A familiar tightness grips my chest. “What was there to talk about? I saw him with some girl’s tongue down his throat.”
“I’m simply saying that things aren’t always as they seem.”
“What does it matter? We’re almost thirty.
We live in different states in different worlds.
He’s successful and sought-after, and I’m just me.
He probably has a million-dollar house, and I live in a cottage on my parents’ estate.
He dates models, Lols. He didn’t choose me then. Why would he choose me now?”
“You know what? That’s fucking bullshit, Indigo Bloom.
I’m sick and tired of listening to you talk about yourself like you’re not a talented, beautiful woman who deserves love.
Fuck your parents for not protecting you better, and fuck every single person who wrote mean stuff about you on the internet when you were a literal child.
“But did you ever stop to think that maybe those experiences colored how you saw things that night? Girl, you ran and blocked his number without a word. But from everything you told me and everything I’ve seen from my interactions with him, none of it makes sense.”
“You don’t know what you’re talking about.” At one point, I’d thought Sebastian had feelings for me too. But people show you who they are and how they feel in the moments they don’t think you’re paying attention. And when they do? Believe them.
Sebastian Navarro didn’t love me then, and he won’t love me now. I can’t even let myself consider it.
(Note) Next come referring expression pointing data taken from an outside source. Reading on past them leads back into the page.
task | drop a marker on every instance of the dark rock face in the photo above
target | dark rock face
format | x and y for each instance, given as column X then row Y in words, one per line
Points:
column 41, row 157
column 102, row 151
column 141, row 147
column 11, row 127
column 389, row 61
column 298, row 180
My phone buzzes on the table.
Sebastian
I’ve been thinking about where to take you tomorrow. There are some great Somali places in the Twin Cities. Want to give one a try?
Lola’s eyebrows kiss her hairline when she sees the text. “Right. I don’t know what I’m talking about.”
“That doesn’t mean anything. He only wants to catch up. As a friend. There’s no way Bash considers this a date.” No matter how much a part of me wishes he did.
“All I’m asking is that you give the man a chance. You’ve been in love with him since you were fourteen. You deserve to let yourself see where this goes.”
“It won’t go anywhere, Lola.” I’m not the same girl I was when I was a teenager, and I doubt he’s the same boy. We’re different people who live very different lives.
There’s no way he was in love with me then, and there’s even less of a chance he’d fall in love with me now.
Happy endings are for the fictional characters I write. Not for me.